About 100 residents turned out Friday for the unveiling of a “Healing Pole” downtown aimed at bringing awareness to domestic violence.
Like headway against the problem of abuse, the pole near Second Avenue and Willard Street is a work in progress, but it’s an important start, speakers said during the event, which included drumming, dancing and a barbecue.
The pole is a sign the community takes domestic violence seriously and that there is help available for its victims, Hill said. “It’s for the community to know that we recognize this issue and that we’re going to do something about it. We’re going to deal with it.”
The untraditional totem is comprised of stacked sections of cement pipe, painted and adorned with chains, cloth and other touches by various contributors. Sections will be threaded through a 21-foot, steel pipe at the site that formerly supported a totem pole.
Jackie Mazeikas, domestic violence health educator for Southeast Regional Health Consortium (SEARHC), painted a section showing a woman moving from the chains of abuse through the help of faith and friends. Other sections include ones created by residents Jim Heaton and Robin Benner.
Mazeikas credited artist Sue Folletti with inspiring the project.
“I thought about trying to create something like this – a piece of art,” Folletti said. “We were brainstorming and I volunteered (the steel pipe) because it’s in the middle of town and everybody sees it.”

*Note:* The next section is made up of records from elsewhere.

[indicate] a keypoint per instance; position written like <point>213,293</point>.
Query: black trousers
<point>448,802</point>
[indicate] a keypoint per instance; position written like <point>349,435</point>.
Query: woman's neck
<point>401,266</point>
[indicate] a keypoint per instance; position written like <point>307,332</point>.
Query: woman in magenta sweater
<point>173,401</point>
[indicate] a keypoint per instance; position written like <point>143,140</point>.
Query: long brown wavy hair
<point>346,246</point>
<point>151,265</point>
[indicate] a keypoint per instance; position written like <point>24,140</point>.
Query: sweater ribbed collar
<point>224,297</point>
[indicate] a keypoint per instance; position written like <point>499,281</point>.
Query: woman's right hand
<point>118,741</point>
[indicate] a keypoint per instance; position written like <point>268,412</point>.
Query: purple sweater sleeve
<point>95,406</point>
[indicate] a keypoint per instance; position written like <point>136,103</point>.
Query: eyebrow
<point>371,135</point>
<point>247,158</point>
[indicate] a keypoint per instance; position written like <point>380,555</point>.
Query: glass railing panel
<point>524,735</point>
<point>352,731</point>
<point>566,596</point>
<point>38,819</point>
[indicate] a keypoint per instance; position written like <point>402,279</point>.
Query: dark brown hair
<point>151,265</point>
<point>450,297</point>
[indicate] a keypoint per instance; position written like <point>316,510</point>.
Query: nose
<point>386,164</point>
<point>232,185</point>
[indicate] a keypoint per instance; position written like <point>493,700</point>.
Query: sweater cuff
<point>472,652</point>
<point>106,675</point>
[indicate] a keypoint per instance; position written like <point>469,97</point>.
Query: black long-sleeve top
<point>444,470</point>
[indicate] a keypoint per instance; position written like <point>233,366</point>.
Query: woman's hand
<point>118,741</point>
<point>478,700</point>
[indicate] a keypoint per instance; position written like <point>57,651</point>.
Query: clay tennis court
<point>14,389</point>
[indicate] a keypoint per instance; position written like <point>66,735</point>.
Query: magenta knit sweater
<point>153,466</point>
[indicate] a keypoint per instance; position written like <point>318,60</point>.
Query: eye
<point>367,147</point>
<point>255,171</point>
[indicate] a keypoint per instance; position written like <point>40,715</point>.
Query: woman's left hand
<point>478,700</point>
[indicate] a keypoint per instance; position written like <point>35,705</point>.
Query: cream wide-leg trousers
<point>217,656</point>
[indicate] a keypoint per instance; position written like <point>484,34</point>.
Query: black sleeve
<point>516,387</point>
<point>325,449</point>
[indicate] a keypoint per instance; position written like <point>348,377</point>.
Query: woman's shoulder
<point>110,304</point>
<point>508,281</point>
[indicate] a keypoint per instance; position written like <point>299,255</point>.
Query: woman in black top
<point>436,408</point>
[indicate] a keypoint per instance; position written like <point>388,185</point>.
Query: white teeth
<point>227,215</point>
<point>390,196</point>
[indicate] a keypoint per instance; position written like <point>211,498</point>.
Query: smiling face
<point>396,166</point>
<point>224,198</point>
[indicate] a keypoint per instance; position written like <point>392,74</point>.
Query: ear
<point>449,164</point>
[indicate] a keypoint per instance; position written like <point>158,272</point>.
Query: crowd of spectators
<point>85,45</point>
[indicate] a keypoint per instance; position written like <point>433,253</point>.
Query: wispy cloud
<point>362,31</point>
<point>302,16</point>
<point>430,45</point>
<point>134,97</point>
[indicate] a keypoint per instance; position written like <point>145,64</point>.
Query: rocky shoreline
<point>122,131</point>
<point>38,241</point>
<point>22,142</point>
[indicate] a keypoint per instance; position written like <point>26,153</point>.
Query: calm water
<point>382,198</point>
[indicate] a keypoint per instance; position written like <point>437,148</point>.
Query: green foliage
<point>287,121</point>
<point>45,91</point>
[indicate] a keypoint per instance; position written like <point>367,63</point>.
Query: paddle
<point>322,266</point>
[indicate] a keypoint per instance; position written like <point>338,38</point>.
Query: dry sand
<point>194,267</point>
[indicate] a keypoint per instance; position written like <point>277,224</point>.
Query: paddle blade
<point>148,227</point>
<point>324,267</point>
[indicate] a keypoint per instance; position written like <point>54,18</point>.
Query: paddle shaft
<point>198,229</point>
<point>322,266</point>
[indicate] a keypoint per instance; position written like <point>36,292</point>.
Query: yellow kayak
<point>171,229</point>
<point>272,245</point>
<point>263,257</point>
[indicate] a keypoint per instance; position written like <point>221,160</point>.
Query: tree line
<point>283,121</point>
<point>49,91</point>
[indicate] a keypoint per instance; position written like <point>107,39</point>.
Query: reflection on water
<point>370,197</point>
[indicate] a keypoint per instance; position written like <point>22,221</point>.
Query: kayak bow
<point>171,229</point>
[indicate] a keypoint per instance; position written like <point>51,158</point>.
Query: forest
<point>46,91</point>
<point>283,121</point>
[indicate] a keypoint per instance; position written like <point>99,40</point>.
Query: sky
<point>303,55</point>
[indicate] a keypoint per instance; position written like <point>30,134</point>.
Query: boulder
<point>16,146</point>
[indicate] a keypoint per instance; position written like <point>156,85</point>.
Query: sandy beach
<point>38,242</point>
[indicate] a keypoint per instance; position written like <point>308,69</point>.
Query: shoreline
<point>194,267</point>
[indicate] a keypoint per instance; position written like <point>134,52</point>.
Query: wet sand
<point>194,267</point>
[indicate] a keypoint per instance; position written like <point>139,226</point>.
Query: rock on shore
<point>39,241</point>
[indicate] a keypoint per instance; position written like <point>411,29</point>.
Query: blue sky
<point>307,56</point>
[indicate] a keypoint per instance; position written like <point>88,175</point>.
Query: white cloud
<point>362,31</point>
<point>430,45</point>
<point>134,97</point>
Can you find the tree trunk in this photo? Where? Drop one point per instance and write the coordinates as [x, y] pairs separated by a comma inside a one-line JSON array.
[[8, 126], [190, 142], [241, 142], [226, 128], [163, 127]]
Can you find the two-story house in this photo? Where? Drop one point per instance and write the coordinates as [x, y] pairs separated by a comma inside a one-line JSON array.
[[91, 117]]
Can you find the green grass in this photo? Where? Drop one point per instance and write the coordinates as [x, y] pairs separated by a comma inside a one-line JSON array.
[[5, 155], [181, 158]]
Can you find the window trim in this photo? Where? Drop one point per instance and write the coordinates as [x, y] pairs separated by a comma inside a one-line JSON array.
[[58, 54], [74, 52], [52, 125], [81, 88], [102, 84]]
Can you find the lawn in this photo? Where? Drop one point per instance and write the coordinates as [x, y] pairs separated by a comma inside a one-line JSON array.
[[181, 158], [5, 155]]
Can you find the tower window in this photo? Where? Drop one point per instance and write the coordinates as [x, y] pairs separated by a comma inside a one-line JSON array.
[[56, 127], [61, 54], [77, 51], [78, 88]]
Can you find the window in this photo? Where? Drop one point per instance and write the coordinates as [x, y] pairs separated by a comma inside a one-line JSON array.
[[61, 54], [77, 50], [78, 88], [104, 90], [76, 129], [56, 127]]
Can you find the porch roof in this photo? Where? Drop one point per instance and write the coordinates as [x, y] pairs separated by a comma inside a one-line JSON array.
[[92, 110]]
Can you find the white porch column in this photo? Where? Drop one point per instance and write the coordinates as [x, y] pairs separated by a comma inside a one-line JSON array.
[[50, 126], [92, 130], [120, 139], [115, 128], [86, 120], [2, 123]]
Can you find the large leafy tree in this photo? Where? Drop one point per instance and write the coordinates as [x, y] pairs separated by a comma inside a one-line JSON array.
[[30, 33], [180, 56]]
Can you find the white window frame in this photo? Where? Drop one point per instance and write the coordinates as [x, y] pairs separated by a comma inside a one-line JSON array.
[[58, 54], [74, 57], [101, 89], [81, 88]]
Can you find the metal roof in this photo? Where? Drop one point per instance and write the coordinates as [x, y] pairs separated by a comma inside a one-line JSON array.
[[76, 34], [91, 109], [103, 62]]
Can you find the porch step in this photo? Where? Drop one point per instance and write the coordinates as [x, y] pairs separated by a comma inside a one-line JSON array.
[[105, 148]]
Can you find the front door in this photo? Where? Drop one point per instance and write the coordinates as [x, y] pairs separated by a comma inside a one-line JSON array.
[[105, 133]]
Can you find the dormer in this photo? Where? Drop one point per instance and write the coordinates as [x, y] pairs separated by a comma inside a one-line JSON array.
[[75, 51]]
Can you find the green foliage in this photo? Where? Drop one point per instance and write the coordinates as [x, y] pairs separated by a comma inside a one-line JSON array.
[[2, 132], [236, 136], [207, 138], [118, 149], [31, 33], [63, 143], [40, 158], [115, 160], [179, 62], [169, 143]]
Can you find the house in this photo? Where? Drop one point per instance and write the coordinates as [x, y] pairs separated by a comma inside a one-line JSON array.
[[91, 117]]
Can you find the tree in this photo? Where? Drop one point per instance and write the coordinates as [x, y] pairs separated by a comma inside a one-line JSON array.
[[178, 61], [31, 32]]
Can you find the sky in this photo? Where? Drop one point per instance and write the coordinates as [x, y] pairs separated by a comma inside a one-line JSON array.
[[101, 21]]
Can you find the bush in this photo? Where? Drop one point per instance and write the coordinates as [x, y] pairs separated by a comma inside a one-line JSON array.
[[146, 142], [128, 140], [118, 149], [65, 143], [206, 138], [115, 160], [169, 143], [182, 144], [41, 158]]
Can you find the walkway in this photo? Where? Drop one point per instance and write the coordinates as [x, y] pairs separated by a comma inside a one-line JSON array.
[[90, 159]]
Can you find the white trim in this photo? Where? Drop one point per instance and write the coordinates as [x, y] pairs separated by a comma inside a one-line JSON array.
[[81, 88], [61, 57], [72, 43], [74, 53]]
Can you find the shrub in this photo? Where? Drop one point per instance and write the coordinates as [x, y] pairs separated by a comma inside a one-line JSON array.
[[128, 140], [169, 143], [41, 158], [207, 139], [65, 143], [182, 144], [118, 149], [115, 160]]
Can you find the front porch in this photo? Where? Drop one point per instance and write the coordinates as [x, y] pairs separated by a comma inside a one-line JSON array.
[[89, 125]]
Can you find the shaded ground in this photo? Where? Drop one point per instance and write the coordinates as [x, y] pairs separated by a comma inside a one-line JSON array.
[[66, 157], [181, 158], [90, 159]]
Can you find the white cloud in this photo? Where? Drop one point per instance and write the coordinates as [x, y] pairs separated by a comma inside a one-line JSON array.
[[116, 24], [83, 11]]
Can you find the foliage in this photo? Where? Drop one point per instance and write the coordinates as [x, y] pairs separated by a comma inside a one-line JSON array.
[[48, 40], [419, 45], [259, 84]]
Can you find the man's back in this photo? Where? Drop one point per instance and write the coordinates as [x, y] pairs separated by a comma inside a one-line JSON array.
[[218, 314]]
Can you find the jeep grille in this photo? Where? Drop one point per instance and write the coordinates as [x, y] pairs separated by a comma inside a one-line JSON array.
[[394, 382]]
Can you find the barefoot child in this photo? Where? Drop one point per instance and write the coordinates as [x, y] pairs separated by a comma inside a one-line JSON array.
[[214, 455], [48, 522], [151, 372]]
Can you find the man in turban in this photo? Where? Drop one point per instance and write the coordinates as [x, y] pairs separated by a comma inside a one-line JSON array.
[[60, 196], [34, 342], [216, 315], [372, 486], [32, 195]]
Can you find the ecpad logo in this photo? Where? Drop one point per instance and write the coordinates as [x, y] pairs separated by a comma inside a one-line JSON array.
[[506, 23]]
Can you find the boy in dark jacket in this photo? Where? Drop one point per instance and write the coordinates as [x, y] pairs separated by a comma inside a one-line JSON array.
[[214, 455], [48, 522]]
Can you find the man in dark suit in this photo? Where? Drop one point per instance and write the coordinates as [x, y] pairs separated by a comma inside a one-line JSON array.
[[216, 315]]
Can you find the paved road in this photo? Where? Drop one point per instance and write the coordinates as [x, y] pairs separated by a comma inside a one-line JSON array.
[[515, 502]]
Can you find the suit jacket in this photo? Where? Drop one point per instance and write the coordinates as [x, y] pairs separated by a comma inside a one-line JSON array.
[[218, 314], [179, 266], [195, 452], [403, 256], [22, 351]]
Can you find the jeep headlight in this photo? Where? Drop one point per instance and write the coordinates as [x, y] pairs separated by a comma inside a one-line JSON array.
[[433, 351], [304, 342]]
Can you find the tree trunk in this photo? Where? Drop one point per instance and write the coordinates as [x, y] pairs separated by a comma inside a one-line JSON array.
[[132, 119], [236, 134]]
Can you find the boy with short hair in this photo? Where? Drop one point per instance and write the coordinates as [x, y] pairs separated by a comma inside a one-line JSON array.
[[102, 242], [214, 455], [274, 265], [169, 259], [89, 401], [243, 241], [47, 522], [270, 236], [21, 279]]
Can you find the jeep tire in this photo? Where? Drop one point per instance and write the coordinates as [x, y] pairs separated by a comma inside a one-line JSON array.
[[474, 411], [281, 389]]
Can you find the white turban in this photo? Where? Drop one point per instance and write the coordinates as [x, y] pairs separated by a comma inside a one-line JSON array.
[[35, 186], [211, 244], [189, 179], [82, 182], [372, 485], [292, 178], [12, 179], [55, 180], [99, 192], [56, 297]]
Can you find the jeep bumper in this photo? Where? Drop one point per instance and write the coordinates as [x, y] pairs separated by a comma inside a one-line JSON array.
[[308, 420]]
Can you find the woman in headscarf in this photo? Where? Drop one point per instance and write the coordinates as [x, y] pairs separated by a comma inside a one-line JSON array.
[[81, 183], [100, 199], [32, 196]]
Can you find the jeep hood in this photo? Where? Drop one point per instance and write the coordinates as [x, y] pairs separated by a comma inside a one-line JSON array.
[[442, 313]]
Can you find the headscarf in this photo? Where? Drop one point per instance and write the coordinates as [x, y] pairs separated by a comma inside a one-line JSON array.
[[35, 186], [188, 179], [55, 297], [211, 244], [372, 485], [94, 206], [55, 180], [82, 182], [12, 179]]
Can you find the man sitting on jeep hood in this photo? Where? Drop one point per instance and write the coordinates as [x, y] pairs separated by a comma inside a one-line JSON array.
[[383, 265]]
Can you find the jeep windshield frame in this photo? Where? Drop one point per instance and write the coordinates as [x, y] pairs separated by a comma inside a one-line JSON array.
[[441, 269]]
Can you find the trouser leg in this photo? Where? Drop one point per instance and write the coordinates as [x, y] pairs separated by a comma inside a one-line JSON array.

Folletti said she’ll look at how to waterproof the pole and she’ll consider a sign by the pole that explains its meaning. Mazeikas said others are welcome to participate by making a section. “We’re trying to make this a community project.”
Friday’s event included unveiling of a large drum, inscribed in both Tlingit and English with messages about healing. The drum will be made available for public use at special functions, Mazeikas said. “We want people to see it.”